Мы дошли до Куба Молл. Питер запрыгнул на лавочку, выступил перед нами, говорил, что и мы можем сделать свой вклад в борьбу против апартеида, если будем бойкотировать южноафриканские товары. Я никаких южноафриканских товаров не знал, но Питер, предвидевший такую ситуацию, вынул из сумки образцы, какие-то карамельки, и размахивал ими перед нашими лицами, призывая не покупать их.

- Их продают там, - кричал он, указывая пальцем на универмаг на углу, где я украл батончики. Я запомнил его образцы, думая про себя, что сделаю свой вклад в борьбу, и не буду красть конфеты этих марок.

Питер закончил свое выступление. Люди стали расходиться. Я был немножко разочарован. Собралась толпа, орали, маршем прошли по городу, настроение было решительное, воинственное, и вся эта энергия так легко испарилась. Это, по-видимому, никого не беспокоило. Несколько человек разговаривали, курили, другие собрали свои плакаты, и пошли к автобусным остановкам. В глазах Троцкого, на фотографии в книге из библиотеки, горел безжалостный огонь, но я не видел такого огня во взглядах участников этого марша. Они просто не любили апартеида, и хотели каким-то публичным способом выразить свое осуждение.  

Больше похож на Троцкого в своем фанатизме был сумасшедший проповедник, который начал орать о конце света, как только Питер упаковал свои южноафриканские карамельки обратно в сумку. Проповедник этот приходил сюда каждую пятницу. Ему было плевать на южноафриканские товары, он считал своим долгом призывать всех грешников к раскаянию. Он надеялся действовать на них через страх, и неистово кричал об огне и муках ада. Худой, бородатый, одетый в мешковатый старый костюм, он указывал пальцем в небо, и призывал нас тут же раскаяться и помолиться, пока не поздно. Несколько подростков стояли неподалеку от него, нюхали клей, и один из них бросил в проповедника баночкой из-под колы. Баночка ударила проповедника в грудь, но он будто вовсе это не заметил, продолжал свою речь, как ни в чем не бывало. Меня это рассмешило. Ребята с клеем тоже смеялись. Не знаю почему, но этот проповедник меня раздражал. Он казался мне просто больным человеком, хотя орать он умел очень проникновенно. Подростки подошли ближе. Они были моложе меня, лет 14-15, наверное. Откуда-то у них появился футбольный мяч, и один парень пнул его в сторону проповедника. Они создали круг с проповедником в центре, и друг другу передавали мяч. Мяч иногда его ударял, и от ударов он шатался на лавочке, которая служила ему трибуной, но он проявлял стойкость, и продолжал свое дело. Я стоял немножко в стороне, наблюдая за этим спектаклем. Кто-то слишком сильно пнул мяч, и он полетел в моем направлении. Не думая, я пнул его обратно. Он пошел вверх, прямо к проповеднику, и ударил его в лицо. Он покачался несколько секунд, и упал с лавочки. Подростки хлопали. С проповедником все было в порядке. Он поднялся, и оглядел нас всех гневным взглядом, будто в надежде, что Бог все увидит, и накажет нас как следует.

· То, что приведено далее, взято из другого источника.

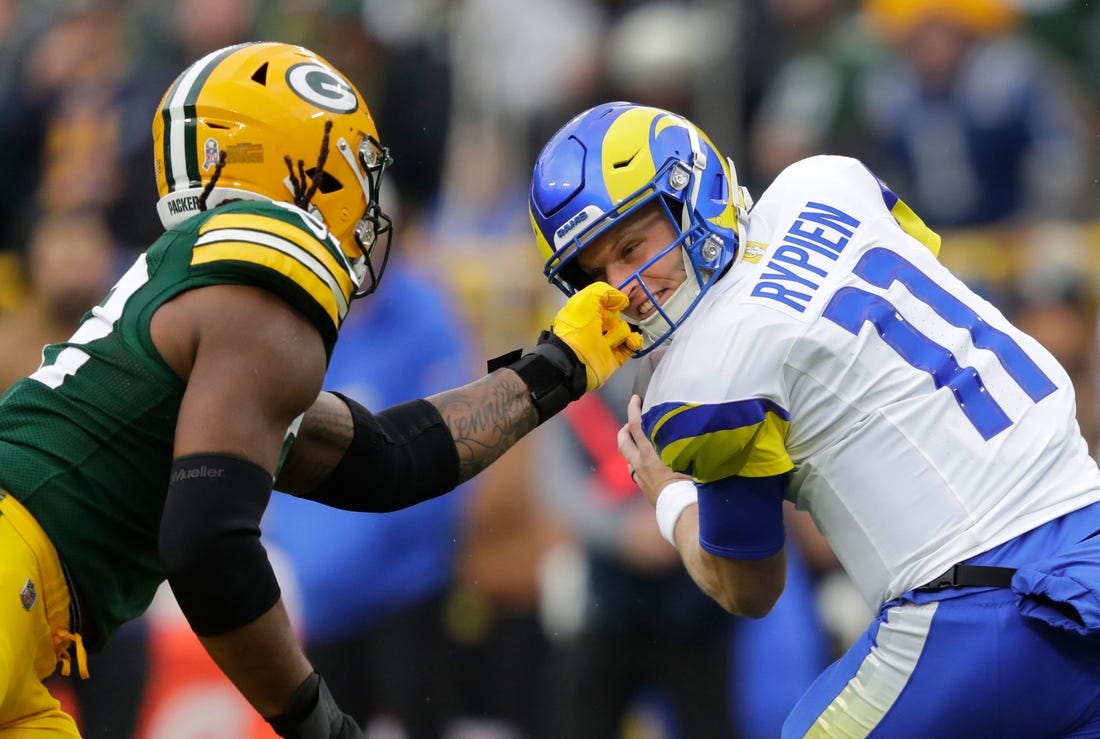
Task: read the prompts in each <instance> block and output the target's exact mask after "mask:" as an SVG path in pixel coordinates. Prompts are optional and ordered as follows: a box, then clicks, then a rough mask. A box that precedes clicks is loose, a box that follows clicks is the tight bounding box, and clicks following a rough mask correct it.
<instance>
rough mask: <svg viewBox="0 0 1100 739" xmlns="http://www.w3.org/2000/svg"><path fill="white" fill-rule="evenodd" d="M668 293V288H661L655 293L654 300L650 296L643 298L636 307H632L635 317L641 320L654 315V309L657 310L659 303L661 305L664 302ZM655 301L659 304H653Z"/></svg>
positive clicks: (654, 295)
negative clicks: (636, 306) (641, 319)
mask: <svg viewBox="0 0 1100 739" xmlns="http://www.w3.org/2000/svg"><path fill="white" fill-rule="evenodd" d="M667 294H668V290H660V291H657V293H653V299H652V300H650V299H649V298H646V299H645V300H642V301H641V302H640V304H638V306H637V307H635V308H634V309H632V311H631V312H632V313H634V318H637V319H638V320H641V319H645V318H647V317H648V316H650V315H652V313H653V311H656V310H657V306H659V305H661V304H663V302H664V300H665V297H667ZM654 301H656V304H657V305H653V304H654Z"/></svg>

Но увидел происходящее не Бог, а полицейские. Подростки забрали мяч и быстро исчезли. Я взглядом искал Нила и Аманду. Вроде они только что были рядом, но теперь их не видно было. Наконец, я увидел Нила, он стоял неподалеку и  разговаривал с Питером, а Аманда тем временем бросила нас, перебежала дорогу, озираясь, и как будто боясь слежки. Ее поведение показалось мне странным. Было ясно, что она хочет уйти незамеченной. Хотелось бы знать, куда она собралась с таким таинственным видом?

Я нырнул в пассаж, вышел на другую сторону, а она пробежала за мэрией. Аманда пошла по дороге вдоль причалов, и я последовал за ней. Машин было довольно много, но пешеходов мало, и мне было нетрудно следить за ней, тем более, что на ней на мою удачу был яркий красный свитер.      

Дорога вела к вокзалу, и я думал, что она туда и пойдет, но она перешла на другую сторону, остановилась, и посмотрела назад, в мою сторону. Я спрятался за фургоном, припаркованным у дороги, и она, не заметив меня, пошла через ворота к верфям.

Я потерял ее из виду. На верфях никого не было. Вода плескалась о борт буксира прищвартованного неподалеку. Чайки расположились на крышах складов и на столбах причалов. Из-за кусочков металла, вставленных в эти деревянные столбы, казалось, что у них есть лица, длинные и унылые. В наступившей темноте угрожающе вырисовывались силуэты кранов похожих на каких-то странных, незнакомых существ. И полная тишина, только скрип дерева и металла, да плеск мелких волн, никакого красного свитера, никаких шагов. Может быть, мне  померещилось, что Аманда пришла сюда? Ведь она все-таки девушка, и вряд ли  осмелилась бы бродить по такому месту ночью, одна. Даже мне было немножко не по себе. 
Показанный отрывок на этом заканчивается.